Mea culpa…my fault – Part 2

Okada riders awaiting passengers at Marina in Lagos. PHOTO: FEMI ADEBESIN-KUTI
Continued from yesterday

By the way, are okadas not vehicles? Is anybody blind to the number of okadas in the so-called okada free zones? Whatever happened to the laws requiring the wearing of the helmet for driver and pylon passengers on okadas? Okadas do not stop at traffic lights; they travel against the one-way system; they are on the Third Mainland Bridge, they stop whenever and wherever. I could go on. I am told that the okadas are driven by off duty policemen and soldiers to supplement their inadequate and infrequently paid salaries. Every day I see police, government official cars, immigration and customs officers, DSS, a host of other corps with sirens piercing the air as they drive against this very one way systems. But if you do not belong to this class, they impound your car, take you to court and auction off your car. What gives LAWSMA authority to auction your car because of a traffic violation which a lot of people violate without consequence?

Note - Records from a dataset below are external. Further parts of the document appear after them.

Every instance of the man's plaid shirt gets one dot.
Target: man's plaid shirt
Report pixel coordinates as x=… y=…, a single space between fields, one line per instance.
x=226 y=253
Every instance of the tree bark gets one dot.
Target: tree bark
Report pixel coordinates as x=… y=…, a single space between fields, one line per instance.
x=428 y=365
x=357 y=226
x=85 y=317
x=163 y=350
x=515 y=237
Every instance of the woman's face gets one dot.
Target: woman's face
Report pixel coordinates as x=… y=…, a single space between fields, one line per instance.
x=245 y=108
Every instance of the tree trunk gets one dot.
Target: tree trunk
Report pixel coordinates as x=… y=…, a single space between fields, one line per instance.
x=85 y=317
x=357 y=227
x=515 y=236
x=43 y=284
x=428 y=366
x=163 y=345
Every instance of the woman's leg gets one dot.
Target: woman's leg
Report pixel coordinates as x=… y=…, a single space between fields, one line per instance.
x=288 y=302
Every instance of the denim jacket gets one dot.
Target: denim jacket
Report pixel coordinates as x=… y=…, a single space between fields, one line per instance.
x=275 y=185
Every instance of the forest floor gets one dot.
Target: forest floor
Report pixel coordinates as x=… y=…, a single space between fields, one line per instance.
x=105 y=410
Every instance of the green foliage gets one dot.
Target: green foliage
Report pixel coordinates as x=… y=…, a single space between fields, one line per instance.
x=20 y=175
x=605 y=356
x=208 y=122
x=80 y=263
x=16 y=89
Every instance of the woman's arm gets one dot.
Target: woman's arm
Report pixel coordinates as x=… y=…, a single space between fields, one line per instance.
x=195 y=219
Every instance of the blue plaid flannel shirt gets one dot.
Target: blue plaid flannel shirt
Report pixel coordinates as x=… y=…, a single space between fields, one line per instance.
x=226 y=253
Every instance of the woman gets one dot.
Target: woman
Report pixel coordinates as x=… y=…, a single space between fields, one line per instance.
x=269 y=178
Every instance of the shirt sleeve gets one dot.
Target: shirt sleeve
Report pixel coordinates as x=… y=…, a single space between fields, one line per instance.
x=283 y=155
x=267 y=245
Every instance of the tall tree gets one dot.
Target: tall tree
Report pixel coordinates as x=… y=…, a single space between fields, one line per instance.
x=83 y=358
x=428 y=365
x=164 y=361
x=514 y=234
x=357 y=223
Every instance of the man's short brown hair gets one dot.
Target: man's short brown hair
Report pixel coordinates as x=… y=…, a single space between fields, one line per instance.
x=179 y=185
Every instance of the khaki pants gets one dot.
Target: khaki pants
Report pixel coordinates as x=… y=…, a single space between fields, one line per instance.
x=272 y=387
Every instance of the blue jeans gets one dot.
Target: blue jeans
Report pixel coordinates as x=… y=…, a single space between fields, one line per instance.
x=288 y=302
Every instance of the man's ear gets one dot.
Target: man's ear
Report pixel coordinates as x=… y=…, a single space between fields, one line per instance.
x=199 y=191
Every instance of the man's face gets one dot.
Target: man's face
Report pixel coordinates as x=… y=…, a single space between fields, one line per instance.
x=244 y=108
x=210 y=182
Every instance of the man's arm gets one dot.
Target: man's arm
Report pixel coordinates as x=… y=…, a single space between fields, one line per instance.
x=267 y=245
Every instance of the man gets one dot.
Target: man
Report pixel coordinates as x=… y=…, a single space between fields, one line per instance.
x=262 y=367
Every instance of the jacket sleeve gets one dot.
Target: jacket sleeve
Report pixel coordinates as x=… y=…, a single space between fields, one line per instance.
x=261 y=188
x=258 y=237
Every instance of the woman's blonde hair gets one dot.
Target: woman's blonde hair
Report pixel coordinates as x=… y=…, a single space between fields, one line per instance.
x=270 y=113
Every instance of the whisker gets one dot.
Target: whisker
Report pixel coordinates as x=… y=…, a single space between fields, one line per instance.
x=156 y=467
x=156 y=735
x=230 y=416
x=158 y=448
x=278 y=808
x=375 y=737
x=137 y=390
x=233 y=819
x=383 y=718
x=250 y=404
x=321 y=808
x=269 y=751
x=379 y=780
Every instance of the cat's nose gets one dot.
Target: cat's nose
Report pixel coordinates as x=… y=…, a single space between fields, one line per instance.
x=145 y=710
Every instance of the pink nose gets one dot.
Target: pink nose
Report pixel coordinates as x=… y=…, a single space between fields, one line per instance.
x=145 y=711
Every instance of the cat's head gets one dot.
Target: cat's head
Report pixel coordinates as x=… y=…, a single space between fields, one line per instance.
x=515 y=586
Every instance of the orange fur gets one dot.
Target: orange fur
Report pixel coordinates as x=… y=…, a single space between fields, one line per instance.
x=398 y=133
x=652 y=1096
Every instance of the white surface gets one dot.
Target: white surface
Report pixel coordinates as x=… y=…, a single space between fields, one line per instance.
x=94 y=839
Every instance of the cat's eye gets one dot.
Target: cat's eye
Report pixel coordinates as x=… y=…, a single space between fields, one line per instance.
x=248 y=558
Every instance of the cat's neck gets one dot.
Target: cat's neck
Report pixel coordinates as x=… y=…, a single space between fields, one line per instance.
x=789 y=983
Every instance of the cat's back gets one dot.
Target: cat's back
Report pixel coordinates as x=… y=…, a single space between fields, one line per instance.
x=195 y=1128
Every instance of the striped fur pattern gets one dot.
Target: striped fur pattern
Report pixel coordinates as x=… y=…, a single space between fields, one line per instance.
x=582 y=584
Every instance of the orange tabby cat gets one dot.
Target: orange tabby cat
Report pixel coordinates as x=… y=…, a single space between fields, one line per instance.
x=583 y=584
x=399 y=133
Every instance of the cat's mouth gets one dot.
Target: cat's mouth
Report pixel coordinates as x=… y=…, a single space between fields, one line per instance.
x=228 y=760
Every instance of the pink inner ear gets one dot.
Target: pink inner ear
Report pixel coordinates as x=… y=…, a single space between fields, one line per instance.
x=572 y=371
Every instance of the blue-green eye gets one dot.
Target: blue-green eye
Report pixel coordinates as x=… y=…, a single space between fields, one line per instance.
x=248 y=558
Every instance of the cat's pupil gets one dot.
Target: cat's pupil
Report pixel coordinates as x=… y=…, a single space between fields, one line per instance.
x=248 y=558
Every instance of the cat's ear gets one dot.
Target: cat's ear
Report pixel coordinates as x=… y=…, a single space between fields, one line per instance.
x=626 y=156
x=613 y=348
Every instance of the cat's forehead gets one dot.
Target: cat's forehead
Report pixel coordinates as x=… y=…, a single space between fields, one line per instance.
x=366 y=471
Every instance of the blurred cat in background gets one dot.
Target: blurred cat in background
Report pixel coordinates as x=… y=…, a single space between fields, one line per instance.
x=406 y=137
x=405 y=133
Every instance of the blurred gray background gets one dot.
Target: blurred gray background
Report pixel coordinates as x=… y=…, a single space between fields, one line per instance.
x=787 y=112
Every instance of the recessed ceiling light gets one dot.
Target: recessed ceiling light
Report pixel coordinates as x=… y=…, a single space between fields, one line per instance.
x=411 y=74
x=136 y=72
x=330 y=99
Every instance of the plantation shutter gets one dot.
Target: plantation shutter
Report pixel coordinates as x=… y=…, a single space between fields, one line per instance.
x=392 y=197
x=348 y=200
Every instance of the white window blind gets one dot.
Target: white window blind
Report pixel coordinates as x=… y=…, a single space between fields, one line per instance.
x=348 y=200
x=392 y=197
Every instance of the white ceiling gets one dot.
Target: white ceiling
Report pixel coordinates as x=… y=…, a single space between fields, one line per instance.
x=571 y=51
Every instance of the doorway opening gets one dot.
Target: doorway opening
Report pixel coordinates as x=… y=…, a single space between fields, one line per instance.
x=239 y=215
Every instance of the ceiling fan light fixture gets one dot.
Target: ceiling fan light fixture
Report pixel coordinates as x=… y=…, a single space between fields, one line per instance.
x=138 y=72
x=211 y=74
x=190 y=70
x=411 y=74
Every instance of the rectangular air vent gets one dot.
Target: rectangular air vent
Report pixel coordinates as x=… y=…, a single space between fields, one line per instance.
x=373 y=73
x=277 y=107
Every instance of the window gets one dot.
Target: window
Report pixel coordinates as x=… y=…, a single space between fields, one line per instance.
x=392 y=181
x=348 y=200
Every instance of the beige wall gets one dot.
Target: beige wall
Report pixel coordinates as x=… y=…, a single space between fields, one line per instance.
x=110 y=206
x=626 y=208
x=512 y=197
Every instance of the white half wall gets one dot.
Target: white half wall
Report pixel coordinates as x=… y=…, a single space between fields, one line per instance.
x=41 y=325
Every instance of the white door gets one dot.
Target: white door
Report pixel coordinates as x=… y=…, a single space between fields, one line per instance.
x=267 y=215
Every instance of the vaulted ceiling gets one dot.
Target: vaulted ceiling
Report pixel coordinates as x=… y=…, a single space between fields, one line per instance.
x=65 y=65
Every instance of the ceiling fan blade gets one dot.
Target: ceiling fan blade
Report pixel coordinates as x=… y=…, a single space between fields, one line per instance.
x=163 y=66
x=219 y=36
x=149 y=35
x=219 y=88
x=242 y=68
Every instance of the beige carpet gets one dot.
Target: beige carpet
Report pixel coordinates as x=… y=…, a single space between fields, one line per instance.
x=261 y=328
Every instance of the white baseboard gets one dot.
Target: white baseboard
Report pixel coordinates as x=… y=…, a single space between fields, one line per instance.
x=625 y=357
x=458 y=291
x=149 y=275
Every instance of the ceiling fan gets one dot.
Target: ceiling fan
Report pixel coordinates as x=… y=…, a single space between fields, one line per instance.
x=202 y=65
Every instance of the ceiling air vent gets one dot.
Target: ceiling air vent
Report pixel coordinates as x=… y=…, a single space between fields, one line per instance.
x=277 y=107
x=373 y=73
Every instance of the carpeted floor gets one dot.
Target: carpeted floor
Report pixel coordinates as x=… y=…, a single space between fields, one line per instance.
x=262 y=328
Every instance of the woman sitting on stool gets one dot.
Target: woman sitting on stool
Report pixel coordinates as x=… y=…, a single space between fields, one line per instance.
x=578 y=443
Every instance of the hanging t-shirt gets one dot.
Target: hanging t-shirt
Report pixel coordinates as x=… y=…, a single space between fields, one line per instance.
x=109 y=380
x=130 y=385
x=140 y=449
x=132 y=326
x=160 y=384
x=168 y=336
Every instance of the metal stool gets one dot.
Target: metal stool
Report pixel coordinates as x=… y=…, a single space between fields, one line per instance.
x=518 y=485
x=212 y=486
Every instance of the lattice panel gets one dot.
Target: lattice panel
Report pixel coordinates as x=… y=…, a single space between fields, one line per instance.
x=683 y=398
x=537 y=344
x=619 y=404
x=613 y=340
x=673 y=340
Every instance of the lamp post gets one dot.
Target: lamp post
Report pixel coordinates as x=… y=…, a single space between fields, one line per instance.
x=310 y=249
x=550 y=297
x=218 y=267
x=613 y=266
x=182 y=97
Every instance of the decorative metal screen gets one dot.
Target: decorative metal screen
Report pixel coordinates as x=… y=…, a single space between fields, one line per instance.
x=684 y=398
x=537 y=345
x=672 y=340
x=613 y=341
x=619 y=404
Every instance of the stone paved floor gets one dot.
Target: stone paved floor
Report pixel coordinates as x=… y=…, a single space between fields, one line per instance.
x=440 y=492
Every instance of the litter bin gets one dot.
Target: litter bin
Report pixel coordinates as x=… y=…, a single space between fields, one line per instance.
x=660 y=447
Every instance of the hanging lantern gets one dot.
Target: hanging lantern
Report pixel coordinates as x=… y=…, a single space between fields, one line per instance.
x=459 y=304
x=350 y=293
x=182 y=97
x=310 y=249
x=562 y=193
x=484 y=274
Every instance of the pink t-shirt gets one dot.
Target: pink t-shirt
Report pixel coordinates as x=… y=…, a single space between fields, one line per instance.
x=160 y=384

In Kaduna, the Governor, another friend of mine, was reported to have given an order that a restaurant, having sex parties, be demolished. I am not sure which is the cause of the angst of the Governor – the nude/sex nature of the restaurant or the fact that these activities were against the COVID-19 guidelines. Even so, you could have arrested the culprits without destroying their property. Again in Minna and Kaduna a Senator walks into a sex shop and slaps receptionists – action unbecoming of a Senator. The examples are legion and would be tedious to replicate here. What is obvious state laws are made for the unprivileged?

As for driving against one way or changing driving routes – only a blind man would be made to see the multiple routes which drivers take on Carter Bridge. No one arrests anyone. One way traffic that has been disregarded exists in all the new major roads – especially (Orile – Mile Two) the upper Oshodi Expressway and the side roads are all no respecter of the one-way system. On the Lekki Express Road here, almost no one respects the traffic lights. As for the motorcycles, they move according to laws known only to themselves.


In Europe, even bicycle riders obey traffic laws. There is a minimum of sirens blaring through the roads. If you see one – it is an ambulance or a Police car on an emergency – no convoys with escorts blaring down the street. In Japan, our delegation convoy had one motorcycle and the traffic lights were so synchronized that so long as we moved at 30km/h, we did not stop from city centre till we got to the Imperial Palace.

In Benin, one Governor leaves a political party to join another party with absolute no regressions. Our constitution explicitly forbids any elected official from leaving a political party which elected him without resigning his seat. In applying this provision, the courts have been compliant and even complicit in taking the teeth out of this provision to the effect thereof. Whatever was intended by the constitution is now frustrated. Not that anyone I know could actually tell me the difference between PDP and APC notwithstanding!!!

Concluded.

Dr Cole, OFR, is former Nigerian ambassador to Brazil.